Starbucks’ mobile app is the next step in that chain of digital successes. Think of the last time you used a mobile app to check out at a brick-and-mortar store. Personally, I can only come up with Starbucks (and maybe the Apple retail store app). And that’s not for lack of brick-and-mortar apps out there: Wendy’s,Chipotle, and even Wal-Mart all have ’em. But for many retail apps, customer awareness is low. Even when customers do know about store apps, they may not see much added value in using them. That’s where Starbucks, with its integrated loyalty program, really shines.
“Starbucks’ technology focus spans multiple areas including payments, loyalty and rewards, and content,” Jack Kent, director of mobile at research firm IHS, tells WIRED. “The main aim for all of these is to drive sales.”
The Starbucks and Apple Connection
It’s even more telling when Apple, the most profitable company in the entire world, and a winner in its own right when it comes to developing a smartly designed and cohesive retail store app, wants to ally itself with your company.

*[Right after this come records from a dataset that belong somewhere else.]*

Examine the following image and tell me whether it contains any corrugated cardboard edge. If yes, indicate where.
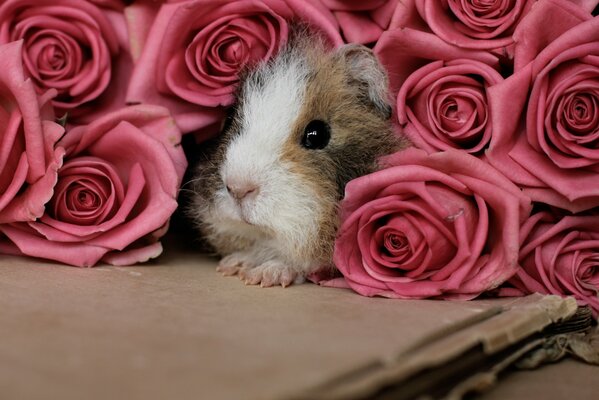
[286,295,577,400]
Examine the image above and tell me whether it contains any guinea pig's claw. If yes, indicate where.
[216,265,239,276]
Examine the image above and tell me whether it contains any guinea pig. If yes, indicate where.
[189,30,404,287]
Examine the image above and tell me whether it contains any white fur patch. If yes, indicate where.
[213,57,320,266]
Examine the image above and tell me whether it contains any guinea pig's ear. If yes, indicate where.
[337,43,392,118]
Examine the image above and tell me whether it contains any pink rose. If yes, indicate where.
[322,0,399,44]
[0,41,64,224]
[397,59,503,153]
[488,14,599,212]
[390,0,598,59]
[502,212,599,316]
[334,148,530,299]
[0,106,187,267]
[415,0,536,50]
[374,28,499,105]
[0,0,132,122]
[127,0,342,136]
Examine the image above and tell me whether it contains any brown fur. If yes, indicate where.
[282,37,402,263]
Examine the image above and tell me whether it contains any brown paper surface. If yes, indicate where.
[0,244,596,400]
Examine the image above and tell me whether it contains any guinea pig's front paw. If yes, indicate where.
[216,252,256,276]
[239,260,305,287]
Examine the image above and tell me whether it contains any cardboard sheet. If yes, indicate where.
[0,242,599,400]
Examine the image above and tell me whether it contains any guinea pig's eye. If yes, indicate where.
[302,119,331,150]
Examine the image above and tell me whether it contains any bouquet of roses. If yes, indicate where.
[0,0,599,313]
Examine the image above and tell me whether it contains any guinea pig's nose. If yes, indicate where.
[226,182,259,200]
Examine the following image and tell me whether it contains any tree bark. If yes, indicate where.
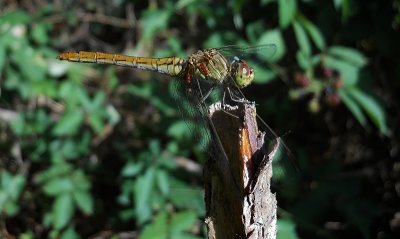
[204,103,279,239]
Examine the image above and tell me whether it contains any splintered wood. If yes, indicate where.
[204,103,279,239]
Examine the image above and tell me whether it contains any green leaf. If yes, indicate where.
[60,226,80,239]
[52,193,74,229]
[139,212,169,239]
[0,39,6,73]
[167,120,190,139]
[53,110,83,136]
[31,24,49,45]
[171,211,197,234]
[323,56,360,86]
[0,11,32,24]
[134,168,155,224]
[328,46,368,67]
[293,21,311,56]
[251,63,277,84]
[73,190,93,214]
[296,50,313,70]
[257,29,286,62]
[300,17,326,51]
[156,169,170,195]
[121,161,143,177]
[338,88,367,126]
[278,0,297,28]
[43,177,75,196]
[276,219,299,239]
[348,87,390,136]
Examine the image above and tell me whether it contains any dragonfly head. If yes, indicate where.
[232,58,254,89]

Apple appears to be floundering a bit since the launch of its much-hyped mobile payments feature last year. Apple Pay is supposed to be the company’s ambitious move to own digital payments by providing a dead-simple and easy-to-use mobile service that eliminates the credit card—and Apple CEO Tim Cook bragged that users activated over 1 million credit cards on the service in its first 72 hours. By the end of September, 14 percent of households with credit cards signed up for the payment service, according toReuters, citing research from Phoenix Marketing International.
But, the same research shows that growth has slowed. Apple hasn’t talked about the number of Apple Pay users in a while—during the company’s recent earnings call, it merely said it was still seeing “double digit monthly growth in Apple Pay transactions.”
Where to turn to jumpstart Apple Pay? What about the company that’s already found mobile payments success? During the same earnings call, Apple said it would roll out Apple Pay support to all U.S. Starbucks stores in 2016.
So, yeah, when it comes to digital strategy and partnering with the right players, Starbucks is still winning. And the company’s not done yet, either. Starbucks global chief strategy officer Matthew Ryan says to expect more deals to come in addition to the company’s freshly minted partnerships with The Times, Spotify, and Lyft.
Basically, the idea is by integrating its loyalty program with other kinds of businesses, Starbucks loyalty members can earn “stars” for free coffee in all kinds of ways when they use their phones, not just when they use the Starbucks app.
“We are in the process of building capability to offer stars everywhere,” Ryan says. “That is, the opportunity for customers to essentially earn stars at a lot of different places and take them back to Starbucks.”
It’s one more way Starbucks hopes to get coffee drinkers in the door. And yes, the craving for caffeine helps. As it turns out, our phones are the other socially acceptable addiction these days. And Starbucks has figured out how to get both to work in its favor.